A female homicide bomber struck Sunday in a predominantly Shiite area of central Baghdad, killing at least three people in an attack that occurred as Iraqi officials have been stressing the capital's increased security.

Police in the Masbah commercial area said they thought the woman was suspicious and asked her to stop. The woman, who wore a black Islamic robe, fled to a nearby building and the explosives detonated, said an officer who spoke on condition of anonymity because he was not authorized to release information.

With the anniversary this week of the so-called surge of U.S. troops that aimed to clear insurgent forces from Baghdad and surrounding areas, Iraqi authorities have been emphasizing the security gains achieved since then.

After a sharp initial spike in military and civilian casualties, overall violence has declined dramatically, particularly in Baghdad, although U.S. military commanders have been careful to stress that al-Qaida remains a serious threat.

Iraqi Prime Minister Nouri al-Maliki hailed the "victory in Baghdad" Friday, while the top Iraqi commander for the capital, Lt.
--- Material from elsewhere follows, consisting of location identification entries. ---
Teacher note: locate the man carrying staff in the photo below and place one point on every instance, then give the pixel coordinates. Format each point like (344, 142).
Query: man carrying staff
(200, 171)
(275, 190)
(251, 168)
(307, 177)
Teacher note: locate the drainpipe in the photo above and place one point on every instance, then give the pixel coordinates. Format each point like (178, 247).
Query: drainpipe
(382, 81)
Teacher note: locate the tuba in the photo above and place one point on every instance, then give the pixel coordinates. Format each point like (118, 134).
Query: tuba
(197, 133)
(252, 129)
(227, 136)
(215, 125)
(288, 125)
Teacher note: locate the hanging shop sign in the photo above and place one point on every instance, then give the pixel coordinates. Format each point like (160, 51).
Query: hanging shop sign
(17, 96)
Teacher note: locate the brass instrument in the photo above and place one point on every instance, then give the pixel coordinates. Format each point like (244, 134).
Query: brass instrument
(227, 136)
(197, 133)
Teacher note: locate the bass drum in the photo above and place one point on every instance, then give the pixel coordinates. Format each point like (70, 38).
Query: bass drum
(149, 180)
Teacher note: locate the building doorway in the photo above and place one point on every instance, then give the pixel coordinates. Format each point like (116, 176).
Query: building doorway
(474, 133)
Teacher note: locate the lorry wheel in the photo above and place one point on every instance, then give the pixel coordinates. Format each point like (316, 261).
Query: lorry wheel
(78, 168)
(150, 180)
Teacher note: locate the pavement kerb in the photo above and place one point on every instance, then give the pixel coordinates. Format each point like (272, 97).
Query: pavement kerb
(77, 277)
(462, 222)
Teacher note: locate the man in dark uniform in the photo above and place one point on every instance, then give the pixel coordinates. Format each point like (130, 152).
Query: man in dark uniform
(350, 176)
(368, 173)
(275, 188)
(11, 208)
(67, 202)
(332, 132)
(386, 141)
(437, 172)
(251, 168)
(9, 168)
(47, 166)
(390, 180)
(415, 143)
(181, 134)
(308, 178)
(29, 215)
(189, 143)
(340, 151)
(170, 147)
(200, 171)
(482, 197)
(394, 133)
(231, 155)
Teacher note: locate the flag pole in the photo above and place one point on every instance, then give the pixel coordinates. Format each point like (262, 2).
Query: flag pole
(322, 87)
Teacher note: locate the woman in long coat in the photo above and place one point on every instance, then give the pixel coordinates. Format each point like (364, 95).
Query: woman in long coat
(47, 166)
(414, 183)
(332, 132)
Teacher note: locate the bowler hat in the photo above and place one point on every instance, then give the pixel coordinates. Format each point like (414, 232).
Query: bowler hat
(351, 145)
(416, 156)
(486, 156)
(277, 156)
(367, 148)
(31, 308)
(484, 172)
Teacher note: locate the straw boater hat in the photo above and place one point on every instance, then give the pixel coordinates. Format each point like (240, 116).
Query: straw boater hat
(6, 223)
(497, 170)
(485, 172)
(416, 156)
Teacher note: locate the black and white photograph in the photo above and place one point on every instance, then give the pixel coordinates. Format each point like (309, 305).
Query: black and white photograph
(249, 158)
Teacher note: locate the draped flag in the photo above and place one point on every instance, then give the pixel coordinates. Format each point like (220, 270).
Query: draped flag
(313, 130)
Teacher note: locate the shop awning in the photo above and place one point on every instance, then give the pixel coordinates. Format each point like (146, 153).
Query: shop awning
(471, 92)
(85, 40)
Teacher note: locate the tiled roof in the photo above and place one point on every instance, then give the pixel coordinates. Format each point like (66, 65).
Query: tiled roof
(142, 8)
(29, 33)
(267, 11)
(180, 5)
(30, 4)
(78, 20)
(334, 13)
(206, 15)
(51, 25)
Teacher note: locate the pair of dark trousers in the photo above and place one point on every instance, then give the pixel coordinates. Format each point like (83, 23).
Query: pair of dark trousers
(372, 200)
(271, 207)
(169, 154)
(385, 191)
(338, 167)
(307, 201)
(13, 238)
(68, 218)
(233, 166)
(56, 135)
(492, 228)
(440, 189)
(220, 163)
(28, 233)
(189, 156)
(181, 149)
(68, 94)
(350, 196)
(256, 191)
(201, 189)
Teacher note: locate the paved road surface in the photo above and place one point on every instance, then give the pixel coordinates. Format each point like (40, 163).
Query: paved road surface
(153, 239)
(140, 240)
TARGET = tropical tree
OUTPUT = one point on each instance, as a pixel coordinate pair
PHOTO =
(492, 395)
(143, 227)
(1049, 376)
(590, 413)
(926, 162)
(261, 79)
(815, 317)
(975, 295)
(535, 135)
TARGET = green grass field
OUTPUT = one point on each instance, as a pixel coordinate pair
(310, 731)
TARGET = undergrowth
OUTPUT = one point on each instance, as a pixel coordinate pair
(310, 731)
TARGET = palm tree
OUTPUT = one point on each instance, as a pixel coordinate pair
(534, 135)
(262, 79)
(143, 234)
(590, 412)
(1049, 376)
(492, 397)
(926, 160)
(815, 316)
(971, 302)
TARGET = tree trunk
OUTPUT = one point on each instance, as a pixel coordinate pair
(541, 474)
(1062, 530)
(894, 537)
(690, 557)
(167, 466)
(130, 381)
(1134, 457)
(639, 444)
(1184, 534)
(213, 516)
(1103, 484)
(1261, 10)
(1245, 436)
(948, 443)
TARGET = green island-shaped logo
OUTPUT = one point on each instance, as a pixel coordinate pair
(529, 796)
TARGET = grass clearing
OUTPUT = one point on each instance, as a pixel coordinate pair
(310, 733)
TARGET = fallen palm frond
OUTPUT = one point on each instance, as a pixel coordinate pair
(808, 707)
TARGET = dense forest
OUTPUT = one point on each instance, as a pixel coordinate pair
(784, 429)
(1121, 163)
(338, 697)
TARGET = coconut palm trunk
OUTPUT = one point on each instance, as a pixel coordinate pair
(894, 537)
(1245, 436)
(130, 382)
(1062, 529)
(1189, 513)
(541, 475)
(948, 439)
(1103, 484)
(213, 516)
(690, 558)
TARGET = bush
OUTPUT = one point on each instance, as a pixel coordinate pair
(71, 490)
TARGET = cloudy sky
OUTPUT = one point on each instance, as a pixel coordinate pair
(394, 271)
Gen. Abboud Qanbar, said Saturday that the daily toll of bullet-ridden bodies found in the city has dropped to about four — down from at least 43 — under the crackdown.

Defense Minister Abdul-Qader al-Obeidi said that the buildup of U.S. troops has helped secure most of Baghdad. But challenges remain from al-Qaida in northern Iraq, and what he called "criminals, gangs and smugglers" in the south, where Shiite militias are struggling for control of the oil-rich area.

"There is 90 percent security in the capital," al-Obeidi told The Associated Press on the sidelines of a meeting in Dubai, United Arab Emirates.

The top U.N. authority for refugees gave Baghdad a vote of confidence Saturday by announcing that he would send a new representative to work in the city, and would increase his staff here from two people to five.

The U.N. and many other aid agencies moved from Baghdad to Amman, Jordan, after devastating attacks, including the truck bombing of the world body's Iraq headquarters in August 2003 that killed 22 people including the top U.N. envoy in Iraq, Sergio Vieira de Mello.

"We have confidence in the future of Iraq," U.N. High Commissioner for Refugees Antonio Guterres said at a joint news conference with Iraq Foreign Minister Hoshyar Zebari.

Guterres said the new U.N. representative on the refugee crisis "will be in Baghdad and no longer in Amman as it has been the case. We believe it is here that the essential work needs to be done."

In the northern city of Mosul, a police officer and two civilians were killed when a bomb in a parked car detonated, police said. The officer was examining the car when it was exploded remotely.

Mosul is the last major urban stronghold of insurgent forces and a focus of the U.S. and Iraqi military efforts.